[developers] [lkb] Parsing rich data with LKB

Sun Mar 21 13:42:24 CET 2010

I wouldn't go down that road.

I would use the LKB with a PET backend for parsing.  PET now has
a "chartmapping" lattice-rewriting frontend which supports arbitrary
features to be injected into lexically instantiated feature structures
via an XML format.

You'd have to do a fair amount of programming to get that to work.
I believe Peter Adolphs is the person you want to talk to about that.
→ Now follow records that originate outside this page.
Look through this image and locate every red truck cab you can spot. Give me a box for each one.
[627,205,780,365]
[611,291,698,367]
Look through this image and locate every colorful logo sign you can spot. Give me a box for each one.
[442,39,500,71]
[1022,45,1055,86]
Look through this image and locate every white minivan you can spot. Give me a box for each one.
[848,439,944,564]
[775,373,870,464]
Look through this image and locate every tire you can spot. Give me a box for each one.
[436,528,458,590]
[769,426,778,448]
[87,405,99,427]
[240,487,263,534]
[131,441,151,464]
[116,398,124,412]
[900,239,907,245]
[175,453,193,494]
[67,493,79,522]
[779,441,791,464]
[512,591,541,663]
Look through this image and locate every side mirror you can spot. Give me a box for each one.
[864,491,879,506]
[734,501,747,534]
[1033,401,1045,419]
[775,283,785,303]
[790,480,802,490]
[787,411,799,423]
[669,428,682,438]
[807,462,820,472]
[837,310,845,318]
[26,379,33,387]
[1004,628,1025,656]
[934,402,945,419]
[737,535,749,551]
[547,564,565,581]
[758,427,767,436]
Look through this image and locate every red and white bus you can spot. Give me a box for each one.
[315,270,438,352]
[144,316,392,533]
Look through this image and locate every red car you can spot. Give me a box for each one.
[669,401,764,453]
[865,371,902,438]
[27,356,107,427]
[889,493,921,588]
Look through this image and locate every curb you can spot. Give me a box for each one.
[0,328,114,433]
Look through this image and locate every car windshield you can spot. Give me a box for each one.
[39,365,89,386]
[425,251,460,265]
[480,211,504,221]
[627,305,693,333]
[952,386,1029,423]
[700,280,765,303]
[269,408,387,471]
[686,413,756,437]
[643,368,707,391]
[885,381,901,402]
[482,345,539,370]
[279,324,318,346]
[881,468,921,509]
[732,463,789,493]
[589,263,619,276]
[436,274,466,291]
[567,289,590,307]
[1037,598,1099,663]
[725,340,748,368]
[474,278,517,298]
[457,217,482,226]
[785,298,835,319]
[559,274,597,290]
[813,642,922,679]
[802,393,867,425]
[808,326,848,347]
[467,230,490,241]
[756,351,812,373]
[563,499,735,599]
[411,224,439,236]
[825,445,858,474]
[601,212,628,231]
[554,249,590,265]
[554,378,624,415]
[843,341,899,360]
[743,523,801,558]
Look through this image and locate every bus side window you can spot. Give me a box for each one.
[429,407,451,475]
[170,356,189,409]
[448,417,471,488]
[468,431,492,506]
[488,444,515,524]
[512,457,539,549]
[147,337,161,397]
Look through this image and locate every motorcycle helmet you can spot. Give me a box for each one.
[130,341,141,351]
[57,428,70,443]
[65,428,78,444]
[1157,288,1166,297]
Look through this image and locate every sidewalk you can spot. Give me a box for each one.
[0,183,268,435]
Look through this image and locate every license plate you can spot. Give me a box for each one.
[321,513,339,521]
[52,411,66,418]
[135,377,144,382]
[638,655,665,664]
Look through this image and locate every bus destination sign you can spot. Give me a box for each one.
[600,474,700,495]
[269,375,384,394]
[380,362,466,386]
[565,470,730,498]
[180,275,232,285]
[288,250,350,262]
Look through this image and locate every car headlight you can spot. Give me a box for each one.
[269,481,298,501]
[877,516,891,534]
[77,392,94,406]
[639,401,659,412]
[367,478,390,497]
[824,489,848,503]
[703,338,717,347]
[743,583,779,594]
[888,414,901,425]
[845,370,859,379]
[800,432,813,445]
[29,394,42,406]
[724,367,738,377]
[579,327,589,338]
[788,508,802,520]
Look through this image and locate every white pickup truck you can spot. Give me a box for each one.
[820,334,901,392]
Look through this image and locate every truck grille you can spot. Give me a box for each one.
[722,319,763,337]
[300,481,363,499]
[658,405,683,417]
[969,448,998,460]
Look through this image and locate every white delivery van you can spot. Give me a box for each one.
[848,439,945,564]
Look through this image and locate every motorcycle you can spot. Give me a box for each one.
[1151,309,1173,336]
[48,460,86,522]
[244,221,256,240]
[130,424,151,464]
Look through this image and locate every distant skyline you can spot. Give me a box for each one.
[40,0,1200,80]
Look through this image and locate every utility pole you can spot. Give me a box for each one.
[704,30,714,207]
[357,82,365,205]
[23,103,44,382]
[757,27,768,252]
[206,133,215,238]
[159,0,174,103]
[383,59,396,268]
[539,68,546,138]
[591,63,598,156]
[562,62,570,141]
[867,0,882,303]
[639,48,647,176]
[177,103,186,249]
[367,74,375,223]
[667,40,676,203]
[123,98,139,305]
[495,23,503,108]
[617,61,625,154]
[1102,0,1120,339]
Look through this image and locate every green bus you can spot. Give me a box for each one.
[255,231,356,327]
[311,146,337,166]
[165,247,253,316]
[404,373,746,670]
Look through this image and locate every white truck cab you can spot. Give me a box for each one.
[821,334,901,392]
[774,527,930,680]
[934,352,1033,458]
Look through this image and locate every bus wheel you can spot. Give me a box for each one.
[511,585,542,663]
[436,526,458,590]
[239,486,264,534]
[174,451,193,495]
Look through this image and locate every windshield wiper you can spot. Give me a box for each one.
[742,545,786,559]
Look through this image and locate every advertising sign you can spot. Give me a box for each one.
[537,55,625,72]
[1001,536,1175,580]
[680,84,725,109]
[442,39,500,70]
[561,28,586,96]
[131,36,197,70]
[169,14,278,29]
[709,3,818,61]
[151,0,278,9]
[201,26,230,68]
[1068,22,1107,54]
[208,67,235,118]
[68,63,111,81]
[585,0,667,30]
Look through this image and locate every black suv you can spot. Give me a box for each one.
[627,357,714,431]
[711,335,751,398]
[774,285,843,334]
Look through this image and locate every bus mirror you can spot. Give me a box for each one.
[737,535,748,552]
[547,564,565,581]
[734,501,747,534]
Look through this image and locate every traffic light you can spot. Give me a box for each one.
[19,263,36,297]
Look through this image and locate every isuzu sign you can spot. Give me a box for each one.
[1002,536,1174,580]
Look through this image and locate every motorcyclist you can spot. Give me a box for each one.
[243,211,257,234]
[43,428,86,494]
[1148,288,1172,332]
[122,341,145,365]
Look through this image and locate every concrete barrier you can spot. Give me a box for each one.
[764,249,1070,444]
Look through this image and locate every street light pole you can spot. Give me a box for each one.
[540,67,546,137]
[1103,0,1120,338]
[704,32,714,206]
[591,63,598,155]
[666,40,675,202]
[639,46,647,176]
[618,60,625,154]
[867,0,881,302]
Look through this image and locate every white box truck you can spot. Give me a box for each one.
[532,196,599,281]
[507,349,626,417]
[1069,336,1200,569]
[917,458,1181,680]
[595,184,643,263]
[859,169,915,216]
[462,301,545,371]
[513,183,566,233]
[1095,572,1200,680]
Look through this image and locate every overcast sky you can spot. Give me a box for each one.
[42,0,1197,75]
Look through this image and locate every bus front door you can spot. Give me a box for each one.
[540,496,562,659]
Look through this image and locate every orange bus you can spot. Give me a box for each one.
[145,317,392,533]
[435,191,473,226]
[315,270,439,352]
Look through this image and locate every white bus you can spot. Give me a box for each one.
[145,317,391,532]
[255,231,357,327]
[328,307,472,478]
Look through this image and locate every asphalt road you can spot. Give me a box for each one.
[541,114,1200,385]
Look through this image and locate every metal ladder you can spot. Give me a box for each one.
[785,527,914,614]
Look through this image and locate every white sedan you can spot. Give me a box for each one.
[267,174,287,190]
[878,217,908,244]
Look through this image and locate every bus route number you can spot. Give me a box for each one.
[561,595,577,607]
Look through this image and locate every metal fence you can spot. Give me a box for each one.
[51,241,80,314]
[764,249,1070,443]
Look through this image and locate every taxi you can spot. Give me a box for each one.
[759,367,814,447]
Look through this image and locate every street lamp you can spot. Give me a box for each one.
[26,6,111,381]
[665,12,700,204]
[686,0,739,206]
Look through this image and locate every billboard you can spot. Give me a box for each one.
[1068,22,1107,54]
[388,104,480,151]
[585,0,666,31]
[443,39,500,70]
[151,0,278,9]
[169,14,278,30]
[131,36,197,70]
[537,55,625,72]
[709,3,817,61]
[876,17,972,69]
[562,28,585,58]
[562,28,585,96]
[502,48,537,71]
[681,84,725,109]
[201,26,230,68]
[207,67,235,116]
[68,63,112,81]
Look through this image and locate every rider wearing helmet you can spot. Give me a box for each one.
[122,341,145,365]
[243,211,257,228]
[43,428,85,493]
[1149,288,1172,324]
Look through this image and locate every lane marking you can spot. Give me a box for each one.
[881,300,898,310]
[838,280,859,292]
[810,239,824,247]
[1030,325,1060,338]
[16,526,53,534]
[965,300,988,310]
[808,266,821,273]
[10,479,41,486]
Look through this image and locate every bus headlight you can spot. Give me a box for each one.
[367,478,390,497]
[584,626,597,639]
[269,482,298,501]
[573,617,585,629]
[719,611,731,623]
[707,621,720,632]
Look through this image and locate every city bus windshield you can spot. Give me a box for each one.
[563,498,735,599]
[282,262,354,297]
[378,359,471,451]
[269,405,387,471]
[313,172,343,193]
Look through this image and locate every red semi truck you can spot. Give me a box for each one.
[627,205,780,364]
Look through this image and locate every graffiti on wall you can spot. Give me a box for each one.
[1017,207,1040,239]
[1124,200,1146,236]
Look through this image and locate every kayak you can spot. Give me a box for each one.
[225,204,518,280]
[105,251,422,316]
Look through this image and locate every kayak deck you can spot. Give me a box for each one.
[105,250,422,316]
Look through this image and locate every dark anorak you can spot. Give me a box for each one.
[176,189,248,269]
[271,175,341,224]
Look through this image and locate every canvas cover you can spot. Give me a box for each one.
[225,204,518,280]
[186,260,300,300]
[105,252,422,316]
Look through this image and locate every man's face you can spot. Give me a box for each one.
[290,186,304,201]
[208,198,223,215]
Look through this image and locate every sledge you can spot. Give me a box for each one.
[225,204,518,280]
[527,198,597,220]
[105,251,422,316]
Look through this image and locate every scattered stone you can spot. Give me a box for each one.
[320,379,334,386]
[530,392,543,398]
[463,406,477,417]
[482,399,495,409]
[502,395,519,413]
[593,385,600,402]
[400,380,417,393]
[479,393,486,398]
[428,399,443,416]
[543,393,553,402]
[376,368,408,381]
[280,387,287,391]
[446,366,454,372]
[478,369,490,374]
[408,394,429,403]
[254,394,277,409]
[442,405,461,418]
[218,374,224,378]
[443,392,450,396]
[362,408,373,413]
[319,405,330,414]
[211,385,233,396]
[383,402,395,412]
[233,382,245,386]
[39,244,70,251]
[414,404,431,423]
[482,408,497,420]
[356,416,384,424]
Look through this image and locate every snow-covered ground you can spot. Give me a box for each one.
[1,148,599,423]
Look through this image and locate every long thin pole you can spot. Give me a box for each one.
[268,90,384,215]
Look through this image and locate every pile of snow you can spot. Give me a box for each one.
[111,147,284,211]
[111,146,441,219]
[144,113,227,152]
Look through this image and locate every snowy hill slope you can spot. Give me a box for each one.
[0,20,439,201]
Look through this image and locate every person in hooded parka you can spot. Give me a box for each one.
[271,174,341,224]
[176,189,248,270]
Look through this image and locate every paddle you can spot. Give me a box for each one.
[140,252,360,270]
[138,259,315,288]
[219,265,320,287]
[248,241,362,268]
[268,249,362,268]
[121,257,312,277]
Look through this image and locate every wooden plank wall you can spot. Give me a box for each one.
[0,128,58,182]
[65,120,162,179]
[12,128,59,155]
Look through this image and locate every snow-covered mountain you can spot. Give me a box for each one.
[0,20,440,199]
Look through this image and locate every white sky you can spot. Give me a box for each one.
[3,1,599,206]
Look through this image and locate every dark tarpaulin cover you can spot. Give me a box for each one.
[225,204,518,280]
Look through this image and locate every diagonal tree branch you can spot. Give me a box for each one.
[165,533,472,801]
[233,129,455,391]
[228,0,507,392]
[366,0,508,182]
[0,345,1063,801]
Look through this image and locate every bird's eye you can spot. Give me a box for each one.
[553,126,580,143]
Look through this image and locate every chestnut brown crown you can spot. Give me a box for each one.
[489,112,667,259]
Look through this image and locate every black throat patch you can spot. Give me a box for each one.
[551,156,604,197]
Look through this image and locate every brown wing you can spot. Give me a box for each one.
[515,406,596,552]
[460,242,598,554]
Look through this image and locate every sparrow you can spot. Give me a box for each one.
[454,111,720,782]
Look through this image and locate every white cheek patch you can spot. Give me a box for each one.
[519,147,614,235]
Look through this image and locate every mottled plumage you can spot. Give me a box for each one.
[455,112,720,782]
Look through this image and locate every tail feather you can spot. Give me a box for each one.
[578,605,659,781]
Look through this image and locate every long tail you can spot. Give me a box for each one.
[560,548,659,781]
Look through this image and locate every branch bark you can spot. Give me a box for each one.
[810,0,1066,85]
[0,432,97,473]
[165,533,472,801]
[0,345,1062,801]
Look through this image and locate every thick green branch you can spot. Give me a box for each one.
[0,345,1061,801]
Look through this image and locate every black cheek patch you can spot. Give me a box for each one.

I'm forwarding this to the developers list, on the off chance that
the relevant people may not be reading the LKB list.

Richard

On Saturday 20 March 2010 19:28:24 Glenn Slayden wrote:
> I'm certainly no expert on the LKB, but only two approaches come to my
> mind. Both are hacky.
>
> 1. you could attach your metadata to lemmas as coded suffixes, and then use
> the morphological features of the LKB to map these into the appropriate
> feature structures. This approach would allow you to use a static grammar
> to parse unseen sentences, as you probably want.
>
> 2. you could programmatically generate TDL with the feature structures for
> a particular input, and then load that as part of a "grammar" which is a
> grammar that is specific for parsing that one input.
>
> Best,
>
> Glenn
>
> -----Original Message-----
> From: lkb-bounces at emmtee.net [mailto:lkb-bounces at emmtee.net] On Behalf Of
> Katya Alahverdzhieva
> Sent: Wednesday, March 17, 2010 6:48 AM
> To: lkb at delph-in.net
> Subject: [lkb] Parsing rich data with LKB
>
> Dear LKB people,
>
> How would you go about using LKB to parse data that is richer than just
> text, and also to define temporal constraints? How do I parse data which
> comes not as a stream of tokens, but as a list of feature structures?
>
> I have a corpus of transcriptions of spoken text, annotated with gesture
> and prosody information, including the time of their performance. I'm
> trying to write a grammar in LKB whose rules take into account the
> timestamps, the pitch accents and the gestures represented as sets of
> feature-values.
>
> For instance, I need to somehow capture in my grammar rules the notion
> of temporal overlap, i.e., whether a gesture is happening at the same
> time as a word/sequence of words. Also, I am trying to parse richer data
> where words are not just tokens, but whole feature structures
> (containing prosody, timestamps and gesture description).
>
> In practical terms, what would everyone's recommended approach be to
> parsing structured data like this and to comparing temporal
> performances? Are there plugins or such software for this? Does anyone
> know of any examples that I could look at to examine how it's done?
>
> Thanks in advance for any hints!
>
> Cheers
> Katya